Ao contrário do que se possa imaginar, as cenas são muito bem produzidas, assim como o clima de suspense nos momentos em que o urso está para atacar. A diretora Banks usa bem o espaço da floresta como um lugar propício para sustos, porque nunca sabemos, dentre tantas, de qual árvore ou arbusto o urso vai atacar as vítimas. Outros destaques são as cenas da fuga da ambulância e a do policial rendendo os traficantes do alto de um gazebo em meio a um ataque do urso são fenomenais, e engraçadíssimas, embora sejam bastantes violentas. A violência do filme não é estetizada, pelo contrária, ela é crua e realista em excesso, enquanto as piadas beiram o inusitado. As cenas protagonizadas pela guarda florestal são quase sempre impactantes, fortes e cômicas. Os atores em geral agem naturalmente, apesar de algumas falas soarem ingênuas propositalmente para acentuar o lado cômico das cenas. O filme consegue prender o espectador a todo instante, com sustos, piadas e cenas de ação. A diretora acerta em cheio quanto à duração do filme, não dando chance para o tédio.

Elizabeth Banks trabalha com precisão a dicotomia entre a ambição humana pelo lucro vindo da venda da cocaína e o prazer que a mesma ocasiona nos ursos. Enquanto os homens brigam pela riqueza que ela representa, o animal se refastela e se encanta com os poderes despertados pela droga viciante. Assim, "O urso do pó branco" lida bem com os seus exageros, mesmo quando expõe crianças tentando utilizar de maneira estabanada a droga. Não há julgamentos moralistas se a droga deve ou não ser usada, mas os seus efeitos devastadores são os mesmos tanto para homens quanto para os animais. Se o absurdo domina a cena em "O urso do pó branco", tudo se justifica pelas brincadeiras que o filme realiza com diversas referências cinematográficas. 


Se o público busca uma história original, desprendida, sem aquelas toneladas de fundo azul que ninguém aguenta mais, "O urso do pó branco" resgata uma indústria onde a ousadia e uma pitada de nonsense ajudam a dar ares mais criativos. No meio de tanto sangue, droga e bandidos, não podemos esquecer que a trama se sustenta muito por ideias de união e de valores familiares, afinal no centro de tudo tem duas crianças e uma mãe desesperada tentando resgatar uma filha que cabulou uma aula para ir com um amigo à cachoeira e teve que enfrentar um urso doidão de cocaína.

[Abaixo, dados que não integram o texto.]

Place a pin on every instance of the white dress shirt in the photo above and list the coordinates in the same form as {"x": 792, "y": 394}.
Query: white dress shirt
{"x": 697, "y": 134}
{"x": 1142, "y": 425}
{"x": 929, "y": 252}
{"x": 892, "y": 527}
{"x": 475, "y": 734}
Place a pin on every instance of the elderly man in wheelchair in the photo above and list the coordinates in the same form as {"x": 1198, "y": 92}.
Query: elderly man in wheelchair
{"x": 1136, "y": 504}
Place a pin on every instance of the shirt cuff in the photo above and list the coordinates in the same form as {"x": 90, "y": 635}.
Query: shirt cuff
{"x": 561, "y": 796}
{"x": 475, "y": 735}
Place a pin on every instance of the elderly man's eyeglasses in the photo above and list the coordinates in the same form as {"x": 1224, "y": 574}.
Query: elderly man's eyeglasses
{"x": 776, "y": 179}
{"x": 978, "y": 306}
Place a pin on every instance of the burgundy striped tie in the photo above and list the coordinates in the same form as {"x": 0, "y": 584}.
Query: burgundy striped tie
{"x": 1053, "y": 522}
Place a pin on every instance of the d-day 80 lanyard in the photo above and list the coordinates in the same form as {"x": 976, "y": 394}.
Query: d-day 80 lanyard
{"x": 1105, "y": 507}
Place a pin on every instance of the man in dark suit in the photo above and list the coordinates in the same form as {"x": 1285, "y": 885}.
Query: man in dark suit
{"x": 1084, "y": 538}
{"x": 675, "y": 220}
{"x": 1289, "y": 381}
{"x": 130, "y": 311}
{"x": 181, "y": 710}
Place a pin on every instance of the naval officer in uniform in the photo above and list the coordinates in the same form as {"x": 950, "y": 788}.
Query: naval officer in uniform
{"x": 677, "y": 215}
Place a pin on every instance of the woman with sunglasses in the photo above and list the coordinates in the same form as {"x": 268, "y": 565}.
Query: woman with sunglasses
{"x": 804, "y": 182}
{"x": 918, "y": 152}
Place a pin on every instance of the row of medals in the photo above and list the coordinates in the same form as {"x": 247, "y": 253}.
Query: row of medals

Óbvio que tem em tudo isso uma dose de breguice sem tamanho, mas o bom é que o filme não se leva a sério nem nesses momentos do tipo "a moral da história", pois sempre tem um urso cheirado lá para lembrar a todos sobre o absurdo dessa história. O urso talvez nada mais seja que a leveza que Hollywood mais precise neste momento em que encontramos tantas padronizações na produção dos filmes. Porém é bom não esquecer que a busca por valores de família em meio a tanta insanidade talvez até seja o lado mais cômico que esse filme pode atingir e nos oferecer.